Ponticos, M. et al. Pivotal role of connective tissue growth factor in lung fibrosis: MAPK-dependent transcriptional activation of type I collagen. Arthritis Rheum. 60, 2142–2155 (2009).

New research suggests that connective tissue growth factor (CTGF, also known as CCN2) is an essential component in the development of pulmonary fibrosis, a common clinical manifestation of systemic sclerosis. CTGF is a member of the matricellular class of proteins, and is involved in cell–matrix interactions during wound healing and connective tissue repair. Observations of elevated CTGF expression in the fibrotic lesions of patients with connective tissue diseases, however, suggest that the protein could also be a direct profibrotic mediator. “CTGF has previously been implicated in the promotion of liver fibrosis and diabetic nephropathy,” explains Andrew Leask, an investigator on the new study. “We wanted to see if CTGF is also important for lung fibrosis.”

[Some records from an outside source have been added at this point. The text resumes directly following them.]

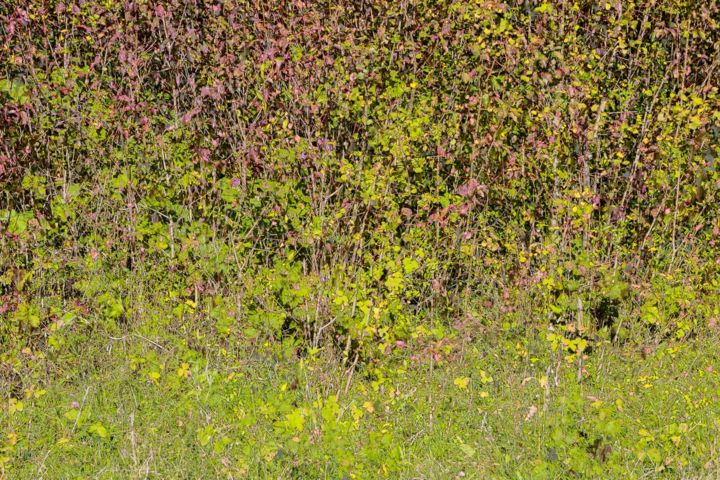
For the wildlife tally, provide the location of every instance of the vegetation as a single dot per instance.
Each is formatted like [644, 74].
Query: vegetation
[351, 239]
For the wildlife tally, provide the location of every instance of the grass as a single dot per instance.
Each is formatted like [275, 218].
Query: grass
[133, 406]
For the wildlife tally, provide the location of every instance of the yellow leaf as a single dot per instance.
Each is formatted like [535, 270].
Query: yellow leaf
[462, 382]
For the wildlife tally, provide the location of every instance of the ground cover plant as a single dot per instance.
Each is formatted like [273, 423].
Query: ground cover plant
[352, 239]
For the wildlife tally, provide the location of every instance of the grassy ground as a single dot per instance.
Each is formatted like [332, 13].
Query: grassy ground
[133, 406]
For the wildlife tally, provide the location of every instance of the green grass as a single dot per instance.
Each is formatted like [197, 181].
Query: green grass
[128, 408]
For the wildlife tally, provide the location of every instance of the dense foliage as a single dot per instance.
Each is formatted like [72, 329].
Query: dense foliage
[357, 177]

The researchers used a well described model of bleomycin-induced lung injury in transgenic mice to explore the effects of CTGF on collagen expression and on the promoter region of the gene encoding collagen type 1 (Col1a2). Following intrathecal administration of belomycin or saline, they observed increased CTGF and collagen levels as well as elevated Col1a2 promoter activity in the lungs of fibrotic mice compared with controls, both in vivo and in vitro. Moreover, increased CTGF levels clearly preceded the accumulation of collagen in vivo, suggesting that CTGF-induced Col1a2 transcription leads to enhanced expression and synthesis of collagen in this model of pulmonary fibrosis.

Having identified a possible direct role for CTGF in the profibrotic response to lung injury, the researchers then sought to determine whether CTGF blockade could improve aspects of bleomycin-induced lung fibrosis. Compared with control treatment, mouse-specific CTGF small interfering RNA or anti-CTGF antibody (pIgY3) reduced both CTGF levels and Col1a2 promoter activity in the fibroblasts of bleomycin-challenged mice. Furthermore, administration of anti-CTGF in vivo resulted in reduced expression of type 1 collagen and α-smooth-muscle actin as well as improvements in tissue architecture, compared with control treatment.

The investigators went on to show that, unlike the production of collagen type 1 by transforming growth factor β, the actions of CTGF on Col1a2 transcription are SMAD-independent. Instead, they rely on the actions of the extracellular signal-regulated kinases 1 and 2 and C-Jun N-terminal mitogen-activated protein kinase signaling pathways.

Leask and colleagues believe that CTGF antagonism might be an avenue worth exploring for the future therapy of systemic sclerosis. “It is important to further elucidate the actions of CTGF on cells to generate methods of blocking the specific effects of CTGF,” says Leask. “These strategies could ultimately be used to generate specific drugs that block CTGF action in patients susceptible to fibrosis.”